Nell'edizione odierna, la classifica è guidata dalla Norvegia, che, secondo Bloomberg, "è il paese che attualmente riesce a tracciare il miglior percorso per un futuro normale post-pandemia". Nell'analisi globale dei 12 criteri, la Norvegia ottiene un indice di resilienza di 77,2 su 100, seguita da Svizzera e Nuova Zelanda.

Gli Stati Uniti d'America (USA) sono stati detronizzati dal mese precedente e sono ora al quinto posto, con un punteggio di indice di resilienza di 74. "Il regno degli USA come miglior posto dove stare nell'era del covid-19 è stato di breve durata.
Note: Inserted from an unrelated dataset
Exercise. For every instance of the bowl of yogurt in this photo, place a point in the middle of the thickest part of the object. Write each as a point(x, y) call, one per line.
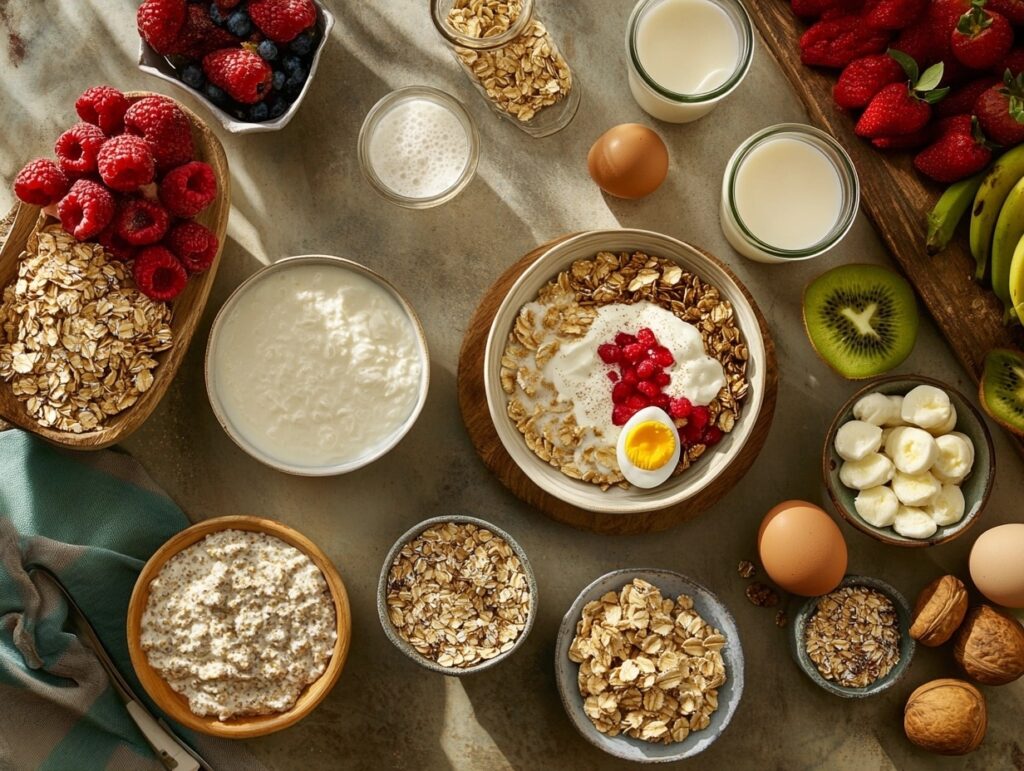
point(316, 366)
La sua campagna di vaccinazione si è fermata e i nuovi casi, stimolati dalla variante Delta, sono aumentati di nuovo a luglio, spingendo nuove restrizioni in alcune parti del paese, anche se i morti rimangono una frazione di quello che erano nelle ondate precedenti", ha detto Bloomberg.

Il Portogallo è al 31° posto, in calo di due posizioni rispetto al mese precedente, con un punteggio dell'indice di resilienza di 62,2 su 100, registrando, tra gli altri indicatori, 786 casi mensili per 100 mila abitanti. un tasso di mortalità del mese scorso dello 0,3%, un tasso di test positivo del 5,1% e un tasso di copertura vaccinale (della popolazione) del 55,6%", secondo la classifica di Bloomberg.

Davanti al Portogallo ci sono paesi come la Cina continentale, l'Arabia Saudita, la Turchia, il Regno Unito, l'Australia, il Giappone, Israele e diversi Stati membri dell'Unione europea (Spagna, Grecia, Italia, Germania, Belgio, Austria, Irlanda o Paesi Bassi). Dietro il Portogallo, ci sono paesi come Polonia, Russia, Brasile, India o Argentina. In fondo alla classifica di Bloomberg (53°) c'è l'Indonesia, con un punteggio dell'indice di resilienza di 40,2.